Tutti noi, prima o poi, spesso o meno, nelle nostre vite proviamo dolore. Ma vi siete mai chiesti perché esiste il dolore? Che funzione ha? Vi assicuro che saperlo può rendervelo più…amichevole! Scopriamolo insieme.

Questo articolo è rivolto a TUTTI, perché, come detto, il dolore è un esperienza normale che fa parte della nostra vita.

L’opinione comune sul dolore è spesso caratterizzata da un aura di negatività e troppo spesso le credenze comuni su di esso sono fondate su conoscenze superate.

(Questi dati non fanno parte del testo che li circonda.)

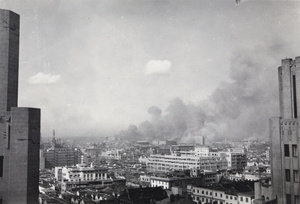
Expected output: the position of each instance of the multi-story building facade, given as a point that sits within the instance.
(81, 177)
(55, 157)
(284, 135)
(167, 163)
(19, 127)
(220, 195)
(187, 157)
(236, 160)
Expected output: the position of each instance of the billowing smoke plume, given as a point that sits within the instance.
(239, 108)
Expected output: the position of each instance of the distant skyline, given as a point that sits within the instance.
(94, 67)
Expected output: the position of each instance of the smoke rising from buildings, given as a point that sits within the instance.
(239, 108)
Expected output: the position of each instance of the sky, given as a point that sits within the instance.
(95, 67)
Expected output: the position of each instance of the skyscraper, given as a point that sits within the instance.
(284, 135)
(19, 127)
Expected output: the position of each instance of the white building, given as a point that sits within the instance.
(219, 195)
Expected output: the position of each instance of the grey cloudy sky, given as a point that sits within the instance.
(96, 66)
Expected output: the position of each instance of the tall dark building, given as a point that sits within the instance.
(19, 127)
(284, 135)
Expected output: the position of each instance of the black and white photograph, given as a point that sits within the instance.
(149, 101)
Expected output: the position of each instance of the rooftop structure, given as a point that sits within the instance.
(19, 127)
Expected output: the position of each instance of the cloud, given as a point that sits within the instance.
(158, 67)
(42, 78)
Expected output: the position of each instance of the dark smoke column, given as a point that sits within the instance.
(19, 127)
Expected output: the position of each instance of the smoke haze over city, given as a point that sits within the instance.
(155, 69)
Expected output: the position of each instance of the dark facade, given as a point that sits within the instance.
(61, 157)
(284, 135)
(19, 127)
(142, 195)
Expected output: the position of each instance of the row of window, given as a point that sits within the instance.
(287, 150)
(221, 195)
(288, 175)
(289, 199)
(197, 198)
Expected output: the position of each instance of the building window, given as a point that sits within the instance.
(295, 150)
(287, 175)
(1, 166)
(288, 199)
(296, 198)
(296, 176)
(286, 151)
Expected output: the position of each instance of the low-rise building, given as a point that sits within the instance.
(230, 193)
(81, 177)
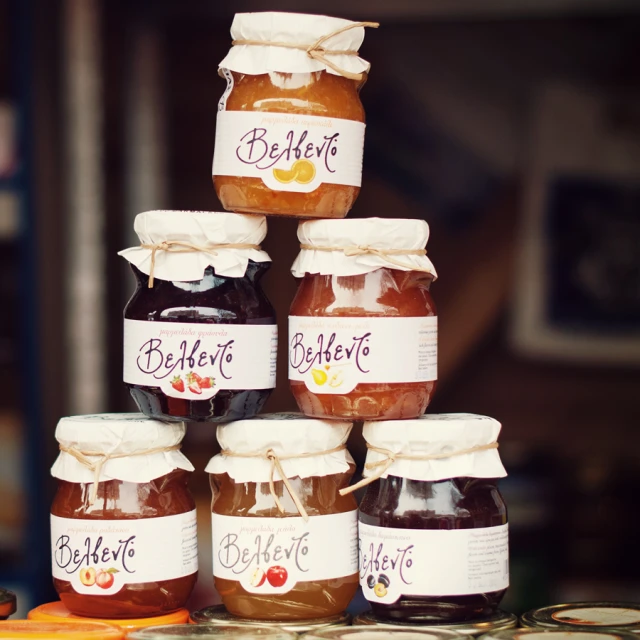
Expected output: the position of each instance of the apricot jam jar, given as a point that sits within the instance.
(200, 336)
(363, 327)
(284, 540)
(123, 522)
(433, 525)
(290, 125)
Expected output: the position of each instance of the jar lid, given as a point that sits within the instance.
(305, 447)
(558, 634)
(493, 622)
(224, 241)
(584, 616)
(263, 44)
(382, 633)
(133, 448)
(7, 603)
(48, 630)
(56, 612)
(434, 447)
(357, 246)
(217, 614)
(177, 632)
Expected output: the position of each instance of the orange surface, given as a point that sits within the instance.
(77, 631)
(323, 94)
(56, 612)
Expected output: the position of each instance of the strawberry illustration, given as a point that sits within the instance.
(207, 383)
(193, 384)
(178, 384)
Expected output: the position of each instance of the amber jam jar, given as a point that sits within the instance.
(200, 336)
(433, 525)
(290, 125)
(286, 551)
(123, 522)
(363, 325)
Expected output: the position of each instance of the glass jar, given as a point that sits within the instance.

Cambiare la visione che abbiamo del dolore ci può aiutare nella sua comprensione, nella sua gestione, e nel suo trattamento.

Al termine di questa lettura avrai una visione diversa del dolore, più moderna, che ti aiuterà a comprendere la tua condizione e a comportarti di conseguenza.

VECCHIE CREDENZE & NUOVE SCOPERTE

I concetti cardine sul dolore che la maggioranza delle persone crede sono questi:

  • Il dolore è un informatore: ci informa che c’è un tessuto lesionato/un danno nel nostro corpo.
  • Il dolore riguarda il passato: è avvenuto un fatto, in conseguenza a ciò, provo dolore.
  • Il dolore è come un piccolo diavolo che ci racconta che c’è qualcosa che non va, un nemico da sconfiggere ed eliminare dalle nostre vite.

In sostanza abbiamo una visione negativa del dolore

NUOVE SCOPERTE

I nuovi concetti che emergono dagli ultimi 30 anni di ricerche scientifiche sul tema del dolore ci dicono invece:

  • Il dolore è un protettore: ci protegge da un’ipotetica lesione o da una lesione ancora maggiore.
  • Il dolore riguarda il futuro: proviamo dolore per evitare di peggiorare la nostra condizione in futuro.
  • Il dolore è come un piccolo angelo che prova a tenerci al sicuro.

NELLA PRATICA?

Partiamo con un esempio che dovrebbe essere concettualmente più semplice: il dolore che proviamo a seguito di un danno tissutale (un taglio, una botta, una lesione muscolare, legamentosa, una frattura etc).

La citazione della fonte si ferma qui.